The fourth and final film of the day was "House of Flying Daggers", by Zhang Yimou... a phantasmagorical costume drama and martial arts love story beautiful to look at but devoid of any sense after the absolutely dazzling first half hour. Zhang, who started out as a cameraman then turned director, has been the leading light of the Mainland China cinema for nearly twenty years with countless internationaally acclaimed films, many on the verge of inacceptability by the Communist censors (Raise the Red Lantern, Yellow Sorghum, etc.) but has of late become not only respectable, but big box-office mainstream as well. This one, too much in the tradition of "Crouching Tiger, Hidden Dragon" and starring the same porcelain complexioned leading lady (Michelle Yeoh), starts out with an extended double dance sequence as dazzling and colorful as the best of Bollywood, then segues into a star-crossed lovers love story with endless flying weaponry battles in glorious magic bamboo forests which put one somewhat in the mind of Quarantino's "Kill Bill, II". Some of the acrobatic swordplay and whiz-bang archery is so exciting and clever that it actually aroused mid-stream applause for particularly bravura sequences, which is MOST unusual at a press screening of jaded professionals. However, this is San Sebastian and even the press is hanging looser than usual. Unfortunately, the martial arts shenanigans and camera wizardry went on and on, so far beyond the point of overkil,l that the end credits were greeted with only weak and scattered clip claps, the dazed gathering obviously exhausted and drained of all further energy. This is a film not to miss the first third of -- -- and then take a powder.

Getaway Day, Sat. September 25

At the „Hole in the Floor“ press conference on Saturday morning attended by director Tod Williams and star Jeff Bridges, some of the ambiguities of the film -- notably, the guilt feelings which provoke the breakdown of the marriage -- were explained away with an explanation by the young director (this is only his second film) that this is exactly what he was going after – ambiguity. -- (“I don’t like films that give you all the answers“) -- a motion which was seconded by actor Bridges. Sounds good on paper but does not change the fact that the flick was very flip-floppy and unsteady on its feet. Jeff, in ultra long hair tied in a bun and full scruffy beard in preparation for an upcoming new film, was his usual cordial, easy going, smiling self, but the sparseness of the press turnout and absence of any
penetrating questions obviously reflected the general lack of interest in
the film, which has in fact been chosen for the prestigious closing slot
gala tonight.

Mr.

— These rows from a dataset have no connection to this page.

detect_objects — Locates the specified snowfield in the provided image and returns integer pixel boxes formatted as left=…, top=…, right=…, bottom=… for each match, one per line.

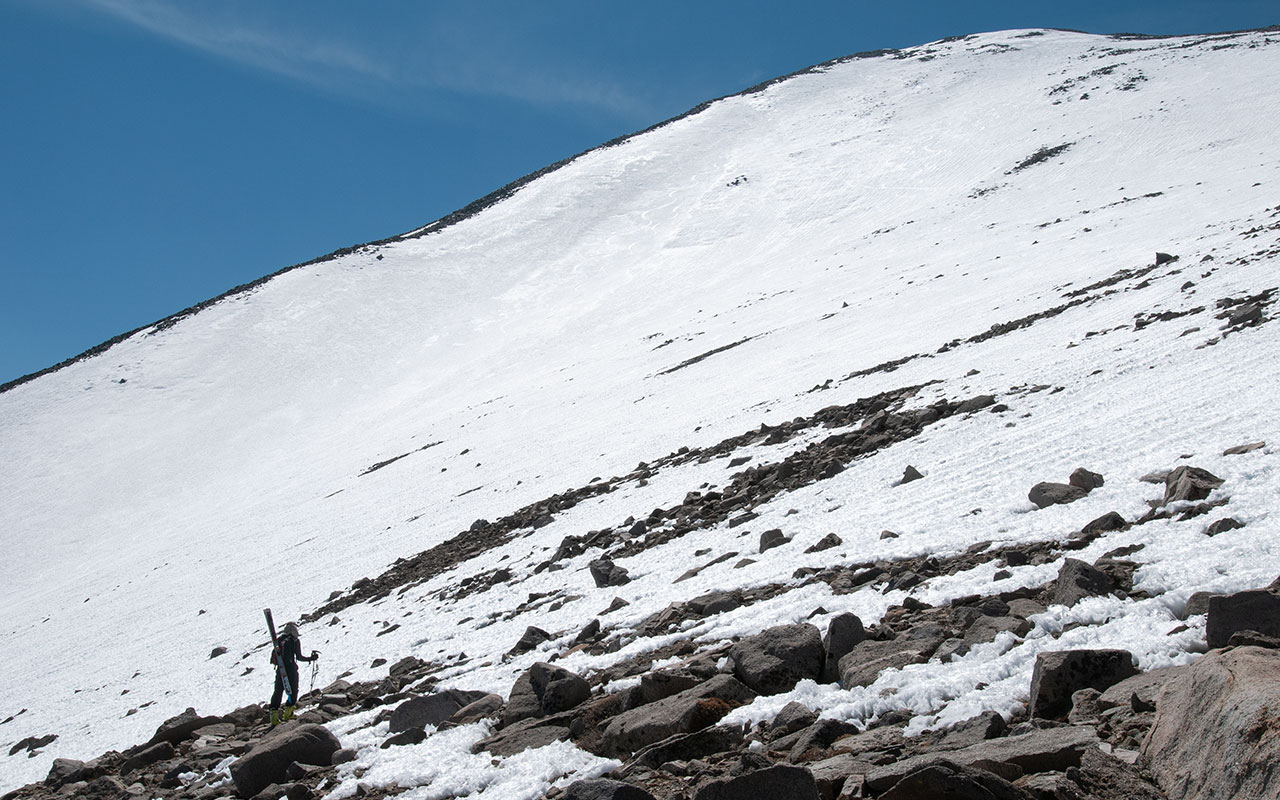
left=0, top=31, right=1280, bottom=800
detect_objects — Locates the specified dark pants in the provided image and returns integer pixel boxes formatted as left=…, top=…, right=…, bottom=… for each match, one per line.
left=270, top=664, right=298, bottom=708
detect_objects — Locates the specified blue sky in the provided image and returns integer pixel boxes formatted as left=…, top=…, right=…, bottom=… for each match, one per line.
left=0, top=0, right=1280, bottom=383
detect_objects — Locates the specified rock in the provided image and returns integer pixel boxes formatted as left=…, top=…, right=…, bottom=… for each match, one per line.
left=631, top=724, right=742, bottom=767
left=1204, top=517, right=1244, bottom=536
left=956, top=394, right=996, bottom=413
left=805, top=534, right=845, bottom=553
left=448, top=694, right=503, bottom=724
left=561, top=778, right=654, bottom=800
left=1027, top=481, right=1088, bottom=508
left=507, top=625, right=552, bottom=655
left=146, top=708, right=223, bottom=745
left=822, top=613, right=867, bottom=684
left=586, top=558, right=631, bottom=589
left=120, top=741, right=178, bottom=774
left=1030, top=650, right=1138, bottom=719
left=879, top=759, right=1036, bottom=800
left=573, top=620, right=600, bottom=644
left=1098, top=667, right=1187, bottom=712
left=230, top=724, right=342, bottom=797
left=769, top=700, right=818, bottom=736
left=1080, top=511, right=1129, bottom=534
left=1204, top=589, right=1280, bottom=649
left=760, top=527, right=791, bottom=553
left=1070, top=749, right=1167, bottom=800
left=502, top=662, right=591, bottom=727
left=471, top=719, right=570, bottom=756
left=694, top=764, right=819, bottom=800
left=603, top=675, right=755, bottom=753
left=45, top=758, right=87, bottom=788
left=1222, top=442, right=1267, bottom=456
left=1050, top=558, right=1115, bottom=605
left=774, top=719, right=859, bottom=763
left=933, top=712, right=1009, bottom=750
left=1066, top=467, right=1103, bottom=493
left=837, top=626, right=947, bottom=689
left=728, top=622, right=824, bottom=695
left=867, top=726, right=1100, bottom=796
left=1142, top=648, right=1280, bottom=800
left=380, top=728, right=426, bottom=750
left=387, top=689, right=485, bottom=733
left=1164, top=466, right=1224, bottom=504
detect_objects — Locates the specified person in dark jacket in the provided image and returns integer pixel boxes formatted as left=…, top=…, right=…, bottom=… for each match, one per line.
left=270, top=622, right=320, bottom=724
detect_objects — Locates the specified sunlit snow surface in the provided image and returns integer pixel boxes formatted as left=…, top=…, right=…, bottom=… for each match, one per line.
left=0, top=26, right=1280, bottom=799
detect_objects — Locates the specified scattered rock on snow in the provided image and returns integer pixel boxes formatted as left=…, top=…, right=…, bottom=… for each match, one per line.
left=1027, top=481, right=1088, bottom=508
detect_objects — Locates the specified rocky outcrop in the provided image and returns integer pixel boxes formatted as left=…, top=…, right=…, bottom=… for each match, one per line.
left=728, top=623, right=826, bottom=695
left=504, top=662, right=591, bottom=726
left=1030, top=650, right=1138, bottom=719
left=230, top=724, right=342, bottom=797
left=1204, top=589, right=1280, bottom=648
left=1142, top=648, right=1280, bottom=800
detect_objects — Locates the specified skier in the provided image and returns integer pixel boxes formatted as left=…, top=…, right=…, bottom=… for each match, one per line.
left=270, top=622, right=320, bottom=724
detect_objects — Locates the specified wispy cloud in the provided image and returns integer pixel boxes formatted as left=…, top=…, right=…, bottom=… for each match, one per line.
left=67, top=0, right=652, bottom=118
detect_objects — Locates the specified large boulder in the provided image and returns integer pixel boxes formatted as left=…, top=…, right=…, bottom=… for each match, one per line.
left=1164, top=466, right=1222, bottom=503
left=1142, top=648, right=1280, bottom=800
left=881, top=759, right=1036, bottom=800
left=867, top=726, right=1100, bottom=796
left=1030, top=650, right=1138, bottom=719
left=1050, top=558, right=1115, bottom=605
left=603, top=675, right=756, bottom=753
left=1204, top=589, right=1280, bottom=648
left=822, top=613, right=867, bottom=684
left=694, top=764, right=819, bottom=800
left=230, top=724, right=342, bottom=797
left=1027, top=483, right=1088, bottom=508
left=387, top=689, right=486, bottom=733
left=561, top=778, right=654, bottom=800
left=502, top=662, right=591, bottom=726
left=728, top=622, right=826, bottom=695
left=837, top=625, right=947, bottom=689
left=146, top=708, right=223, bottom=746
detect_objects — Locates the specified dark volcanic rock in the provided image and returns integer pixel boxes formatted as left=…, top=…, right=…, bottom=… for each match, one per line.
left=728, top=622, right=824, bottom=695
left=760, top=527, right=791, bottom=553
left=881, top=759, right=1036, bottom=800
left=561, top=778, right=654, bottom=800
left=822, top=614, right=867, bottom=684
left=1204, top=589, right=1280, bottom=648
left=1027, top=481, right=1088, bottom=508
left=604, top=675, right=755, bottom=753
left=1050, top=558, right=1115, bottom=605
left=507, top=625, right=552, bottom=655
left=1164, top=466, right=1224, bottom=503
left=230, top=724, right=342, bottom=797
left=504, top=662, right=591, bottom=727
left=1142, top=648, right=1280, bottom=800
left=1066, top=467, right=1103, bottom=492
left=586, top=558, right=631, bottom=589
left=1030, top=650, right=1138, bottom=719
left=805, top=534, right=845, bottom=553
left=694, top=764, right=819, bottom=800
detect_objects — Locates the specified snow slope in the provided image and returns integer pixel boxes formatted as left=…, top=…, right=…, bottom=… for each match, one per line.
left=0, top=31, right=1280, bottom=797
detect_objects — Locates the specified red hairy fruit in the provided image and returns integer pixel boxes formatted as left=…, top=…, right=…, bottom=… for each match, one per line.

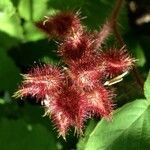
left=15, top=65, right=64, bottom=99
left=58, top=31, right=94, bottom=62
left=36, top=12, right=82, bottom=38
left=15, top=12, right=134, bottom=138
left=44, top=86, right=87, bottom=137
left=101, top=47, right=135, bottom=77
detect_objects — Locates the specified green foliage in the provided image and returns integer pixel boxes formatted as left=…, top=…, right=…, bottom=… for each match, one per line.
left=0, top=49, right=20, bottom=91
left=85, top=99, right=150, bottom=150
left=0, top=119, right=56, bottom=150
left=0, top=0, right=150, bottom=150
left=144, top=72, right=150, bottom=100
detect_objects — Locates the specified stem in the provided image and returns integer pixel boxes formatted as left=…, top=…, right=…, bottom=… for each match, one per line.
left=109, top=0, right=144, bottom=89
left=110, top=0, right=125, bottom=47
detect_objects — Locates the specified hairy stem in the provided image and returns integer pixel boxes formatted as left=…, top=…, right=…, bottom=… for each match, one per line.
left=109, top=0, right=144, bottom=89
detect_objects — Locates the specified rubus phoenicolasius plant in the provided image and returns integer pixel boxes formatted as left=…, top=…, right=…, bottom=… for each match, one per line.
left=15, top=4, right=134, bottom=138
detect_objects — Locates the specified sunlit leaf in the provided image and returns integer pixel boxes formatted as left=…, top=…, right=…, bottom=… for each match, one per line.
left=144, top=72, right=150, bottom=100
left=85, top=99, right=150, bottom=150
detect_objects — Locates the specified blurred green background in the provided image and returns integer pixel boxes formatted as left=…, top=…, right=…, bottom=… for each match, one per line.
left=0, top=0, right=150, bottom=150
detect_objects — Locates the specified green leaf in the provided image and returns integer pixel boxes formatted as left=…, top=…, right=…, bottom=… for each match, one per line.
left=77, top=120, right=97, bottom=150
left=24, top=21, right=45, bottom=42
left=0, top=0, right=23, bottom=39
left=85, top=99, right=150, bottom=150
left=18, top=0, right=47, bottom=21
left=0, top=118, right=57, bottom=150
left=144, top=71, right=150, bottom=100
left=0, top=49, right=20, bottom=91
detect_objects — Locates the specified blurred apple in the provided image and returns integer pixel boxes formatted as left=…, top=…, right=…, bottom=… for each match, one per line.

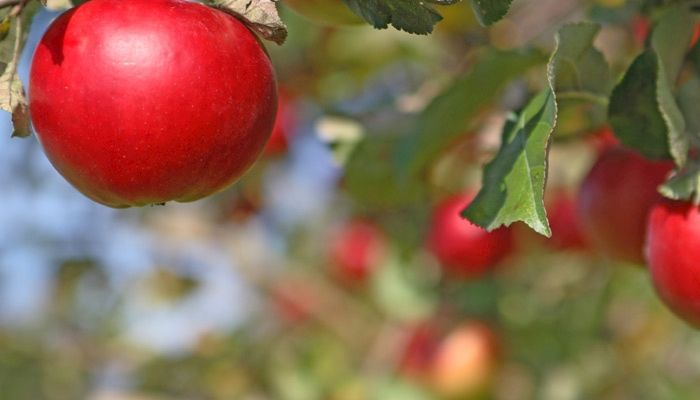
left=399, top=323, right=440, bottom=381
left=430, top=322, right=498, bottom=399
left=329, top=219, right=387, bottom=285
left=646, top=199, right=700, bottom=328
left=578, top=147, right=673, bottom=264
left=428, top=194, right=513, bottom=279
left=547, top=190, right=586, bottom=250
left=263, top=90, right=297, bottom=156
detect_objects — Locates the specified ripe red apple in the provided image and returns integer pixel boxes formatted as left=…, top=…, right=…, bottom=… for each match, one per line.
left=588, top=125, right=620, bottom=154
left=547, top=190, right=586, bottom=250
left=646, top=199, right=700, bottom=327
left=578, top=147, right=673, bottom=264
left=329, top=220, right=387, bottom=284
left=428, top=194, right=513, bottom=279
left=30, top=0, right=277, bottom=207
left=429, top=322, right=498, bottom=399
left=399, top=322, right=440, bottom=381
left=284, top=0, right=362, bottom=25
left=263, top=90, right=296, bottom=157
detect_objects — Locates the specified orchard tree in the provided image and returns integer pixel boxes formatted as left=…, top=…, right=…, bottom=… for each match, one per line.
left=6, top=0, right=700, bottom=400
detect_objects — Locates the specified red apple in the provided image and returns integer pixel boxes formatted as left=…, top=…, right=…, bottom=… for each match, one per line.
left=578, top=147, right=673, bottom=264
left=329, top=220, right=387, bottom=284
left=263, top=91, right=296, bottom=157
left=284, top=0, right=362, bottom=25
left=646, top=199, right=700, bottom=327
left=30, top=0, right=277, bottom=207
left=547, top=190, right=586, bottom=250
left=428, top=194, right=513, bottom=279
left=588, top=125, right=620, bottom=154
left=430, top=322, right=498, bottom=399
left=399, top=322, right=440, bottom=381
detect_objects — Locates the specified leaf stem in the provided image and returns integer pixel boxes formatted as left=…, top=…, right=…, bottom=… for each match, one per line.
left=557, top=91, right=610, bottom=107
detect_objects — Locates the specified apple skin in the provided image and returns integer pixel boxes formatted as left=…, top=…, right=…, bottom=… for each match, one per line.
left=547, top=190, right=587, bottom=250
left=646, top=199, right=700, bottom=328
left=29, top=0, right=277, bottom=208
left=398, top=322, right=440, bottom=381
left=429, top=322, right=499, bottom=399
left=284, top=0, right=363, bottom=25
left=428, top=194, right=513, bottom=279
left=329, top=219, right=387, bottom=285
left=578, top=147, right=673, bottom=264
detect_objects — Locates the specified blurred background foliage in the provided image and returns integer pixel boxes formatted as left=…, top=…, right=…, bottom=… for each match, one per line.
left=0, top=0, right=700, bottom=400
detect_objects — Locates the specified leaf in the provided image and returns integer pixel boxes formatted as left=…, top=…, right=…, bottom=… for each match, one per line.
left=471, top=0, right=513, bottom=25
left=462, top=23, right=610, bottom=237
left=214, top=0, right=287, bottom=45
left=550, top=23, right=612, bottom=103
left=677, top=77, right=700, bottom=141
left=340, top=0, right=448, bottom=35
left=608, top=6, right=694, bottom=166
left=395, top=49, right=545, bottom=176
left=42, top=0, right=74, bottom=10
left=343, top=134, right=426, bottom=207
left=659, top=161, right=700, bottom=204
left=462, top=89, right=557, bottom=237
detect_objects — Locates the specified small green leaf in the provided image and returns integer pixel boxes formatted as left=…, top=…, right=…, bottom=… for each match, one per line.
left=0, top=16, right=12, bottom=41
left=549, top=22, right=612, bottom=103
left=471, top=0, right=513, bottom=25
left=659, top=161, right=700, bottom=204
left=462, top=23, right=610, bottom=236
left=344, top=135, right=426, bottom=207
left=343, top=0, right=442, bottom=35
left=608, top=5, right=694, bottom=166
left=677, top=77, right=700, bottom=144
left=462, top=89, right=557, bottom=237
left=372, top=256, right=435, bottom=321
left=395, top=49, right=545, bottom=176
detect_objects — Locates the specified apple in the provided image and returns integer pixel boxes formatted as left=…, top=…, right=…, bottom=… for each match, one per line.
left=578, top=147, right=673, bottom=264
left=29, top=0, right=277, bottom=208
left=329, top=219, right=387, bottom=284
left=547, top=190, right=586, bottom=250
left=429, top=322, right=498, bottom=399
left=646, top=199, right=700, bottom=328
left=399, top=322, right=440, bottom=381
left=428, top=194, right=513, bottom=279
left=284, top=0, right=363, bottom=25
left=263, top=90, right=296, bottom=157
left=587, top=125, right=620, bottom=154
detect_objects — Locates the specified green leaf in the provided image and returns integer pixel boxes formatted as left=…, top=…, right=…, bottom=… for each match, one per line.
left=344, top=135, right=426, bottom=207
left=659, top=161, right=700, bottom=204
left=395, top=49, right=545, bottom=176
left=462, top=89, right=557, bottom=237
left=371, top=256, right=435, bottom=321
left=343, top=0, right=457, bottom=35
left=471, top=0, right=513, bottom=25
left=550, top=23, right=612, bottom=103
left=677, top=77, right=700, bottom=142
left=462, top=23, right=610, bottom=236
left=608, top=6, right=694, bottom=166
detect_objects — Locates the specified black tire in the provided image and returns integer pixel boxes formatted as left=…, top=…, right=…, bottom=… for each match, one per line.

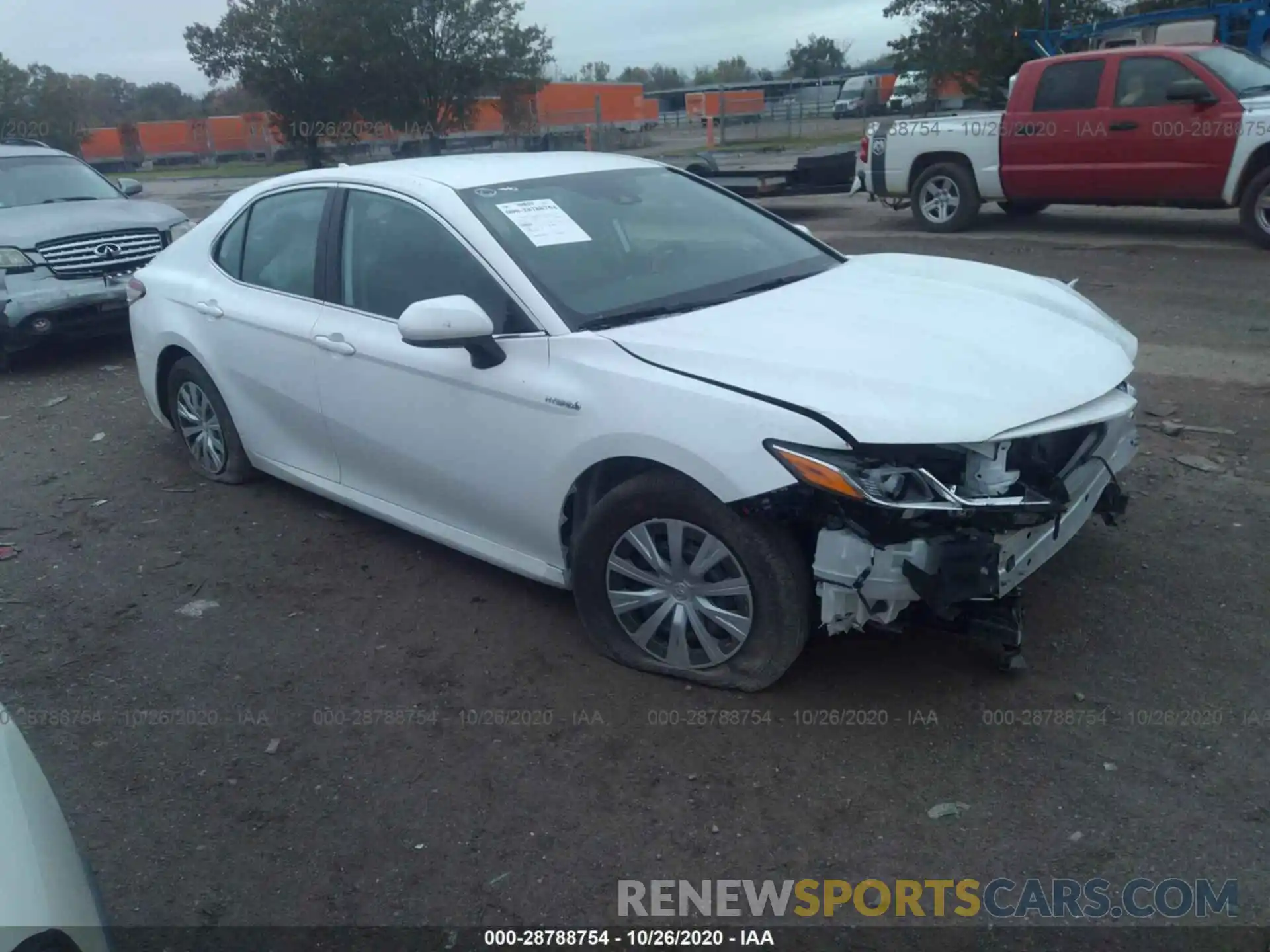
left=911, top=163, right=980, bottom=233
left=997, top=202, right=1049, bottom=218
left=573, top=469, right=813, bottom=690
left=1240, top=167, right=1270, bottom=247
left=164, top=357, right=255, bottom=484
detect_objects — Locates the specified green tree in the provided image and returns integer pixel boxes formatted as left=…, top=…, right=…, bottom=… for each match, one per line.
left=787, top=33, right=847, bottom=79
left=358, top=0, right=551, bottom=153
left=7, top=63, right=93, bottom=155
left=715, top=56, right=754, bottom=83
left=617, top=62, right=689, bottom=93
left=203, top=83, right=268, bottom=116
left=184, top=0, right=370, bottom=167
left=128, top=83, right=203, bottom=122
left=882, top=0, right=1114, bottom=95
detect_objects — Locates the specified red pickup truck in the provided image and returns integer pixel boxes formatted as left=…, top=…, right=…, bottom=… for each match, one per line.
left=859, top=44, right=1270, bottom=247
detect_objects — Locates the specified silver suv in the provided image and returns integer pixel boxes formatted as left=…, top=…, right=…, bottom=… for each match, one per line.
left=0, top=142, right=193, bottom=370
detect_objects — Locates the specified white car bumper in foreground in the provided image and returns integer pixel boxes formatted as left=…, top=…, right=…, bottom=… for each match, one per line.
left=813, top=414, right=1138, bottom=633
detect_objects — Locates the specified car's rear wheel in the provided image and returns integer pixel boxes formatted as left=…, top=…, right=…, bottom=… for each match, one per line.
left=167, top=357, right=255, bottom=483
left=573, top=471, right=812, bottom=690
left=1240, top=167, right=1270, bottom=247
left=912, top=163, right=979, bottom=232
left=997, top=202, right=1049, bottom=218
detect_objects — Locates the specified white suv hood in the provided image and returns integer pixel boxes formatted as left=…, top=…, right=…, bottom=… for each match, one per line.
left=599, top=254, right=1138, bottom=443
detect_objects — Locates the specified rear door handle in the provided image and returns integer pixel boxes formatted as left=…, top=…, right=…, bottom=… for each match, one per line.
left=314, top=334, right=357, bottom=354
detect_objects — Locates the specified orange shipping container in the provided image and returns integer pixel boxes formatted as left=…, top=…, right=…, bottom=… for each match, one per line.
left=683, top=89, right=765, bottom=118
left=137, top=119, right=208, bottom=159
left=537, top=83, right=644, bottom=126
left=207, top=116, right=254, bottom=153
left=80, top=128, right=123, bottom=161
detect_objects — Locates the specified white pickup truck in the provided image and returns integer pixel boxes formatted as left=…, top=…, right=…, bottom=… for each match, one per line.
left=859, top=44, right=1270, bottom=249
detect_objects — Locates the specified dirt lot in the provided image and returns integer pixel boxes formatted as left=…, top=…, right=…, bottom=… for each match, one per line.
left=0, top=182, right=1270, bottom=926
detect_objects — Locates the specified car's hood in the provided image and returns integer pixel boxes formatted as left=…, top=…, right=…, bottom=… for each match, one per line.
left=0, top=198, right=185, bottom=251
left=0, top=707, right=101, bottom=929
left=599, top=254, right=1138, bottom=443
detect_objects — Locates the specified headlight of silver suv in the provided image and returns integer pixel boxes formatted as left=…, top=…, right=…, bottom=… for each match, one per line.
left=0, top=247, right=32, bottom=270
left=167, top=218, right=194, bottom=244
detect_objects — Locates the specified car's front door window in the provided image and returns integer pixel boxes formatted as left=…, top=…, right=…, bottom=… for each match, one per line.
left=341, top=190, right=534, bottom=334
left=1113, top=56, right=1203, bottom=109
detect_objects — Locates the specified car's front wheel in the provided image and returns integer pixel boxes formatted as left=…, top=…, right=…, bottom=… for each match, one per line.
left=167, top=357, right=255, bottom=483
left=573, top=471, right=812, bottom=690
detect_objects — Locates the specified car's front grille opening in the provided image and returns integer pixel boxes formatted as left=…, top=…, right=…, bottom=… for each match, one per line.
left=36, top=229, right=163, bottom=278
left=1007, top=425, right=1097, bottom=486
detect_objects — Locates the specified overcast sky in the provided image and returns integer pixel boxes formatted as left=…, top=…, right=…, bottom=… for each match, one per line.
left=0, top=0, right=903, bottom=93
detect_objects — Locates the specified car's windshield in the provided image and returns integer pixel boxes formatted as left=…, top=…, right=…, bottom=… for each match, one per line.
left=0, top=155, right=122, bottom=208
left=460, top=167, right=841, bottom=330
left=1191, top=46, right=1270, bottom=95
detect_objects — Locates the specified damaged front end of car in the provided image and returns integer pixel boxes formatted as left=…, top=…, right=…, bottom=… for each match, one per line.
left=743, top=383, right=1138, bottom=660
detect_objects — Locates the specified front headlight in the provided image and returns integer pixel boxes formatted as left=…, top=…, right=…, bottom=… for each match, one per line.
left=767, top=442, right=945, bottom=509
left=0, top=247, right=32, bottom=270
left=763, top=440, right=1062, bottom=512
left=167, top=218, right=194, bottom=244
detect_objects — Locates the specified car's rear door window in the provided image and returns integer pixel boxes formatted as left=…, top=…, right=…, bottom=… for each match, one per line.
left=341, top=189, right=536, bottom=334
left=214, top=212, right=247, bottom=278
left=240, top=188, right=329, bottom=297
left=1033, top=60, right=1105, bottom=113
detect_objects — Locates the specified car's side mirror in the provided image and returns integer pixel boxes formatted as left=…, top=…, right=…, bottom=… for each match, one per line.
left=398, top=294, right=507, bottom=371
left=1165, top=79, right=1216, bottom=105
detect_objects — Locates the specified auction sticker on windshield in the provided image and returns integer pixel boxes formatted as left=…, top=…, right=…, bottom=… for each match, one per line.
left=498, top=198, right=591, bottom=247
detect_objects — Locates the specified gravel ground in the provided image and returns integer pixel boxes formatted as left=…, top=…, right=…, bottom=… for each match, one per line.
left=0, top=190, right=1270, bottom=944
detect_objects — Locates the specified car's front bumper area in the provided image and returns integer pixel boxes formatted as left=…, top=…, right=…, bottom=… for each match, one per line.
left=813, top=414, right=1138, bottom=633
left=0, top=266, right=130, bottom=352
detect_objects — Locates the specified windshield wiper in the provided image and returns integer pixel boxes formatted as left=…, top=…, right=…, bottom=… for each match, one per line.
left=578, top=305, right=708, bottom=330
left=728, top=274, right=812, bottom=301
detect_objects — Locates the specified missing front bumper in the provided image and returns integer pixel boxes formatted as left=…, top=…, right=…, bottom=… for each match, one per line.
left=813, top=415, right=1138, bottom=633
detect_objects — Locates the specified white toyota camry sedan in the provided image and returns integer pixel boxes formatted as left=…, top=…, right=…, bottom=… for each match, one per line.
left=131, top=152, right=1138, bottom=690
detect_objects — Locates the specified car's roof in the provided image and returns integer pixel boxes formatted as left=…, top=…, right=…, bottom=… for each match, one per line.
left=272, top=152, right=658, bottom=189
left=1046, top=43, right=1234, bottom=66
left=0, top=145, right=67, bottom=159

Bridges was the third Hollywood celebrity to be honored this week with a Lifetime Donostia award, attesting to the high drawing power of this primo A-class festival. The other two, as mentioned earlier, were Annette Benning and Woody Allen. Allen was also accorded the additional honor of a full retrospective of his works, extremely well attended by the Donastian ticket buying public. The overall program was literally jam-packed with bustling sidebars including a section entitled „Politically Incorrect“ with such enticing titles as John Waters mother of all bad-taste films, “Pink Flamingos“, Pasolini’s „Sodom and Gommorah“, „Alex Cox’s „Sid and Nancy“ and „Happiness“, Tod Solanz´s outrageous tale of homosexual child abuse in the bourgeois suburbs, plus „Dick“, a short film on women’s attitudes to the male appendage – 34 titialating titles in all. Another fascinating sidebar was a full retrospective of the oeuvre of Hollywood old-timer Anthony Mann, who
specialized in films noir and off-beat westerns. Even hard-to-please VARIETY
described this 52nd edition of the festival with the ords.“Pic debuts and
market power signal strongest fest in years“ ... and so the balcony is closed on „DONASTIA NAZIOARTEKO ZINEMALDIA, 2004. Hope to see y’all next year in this marvelous, user friendly beautiful Basque city on the Bay of Biscay.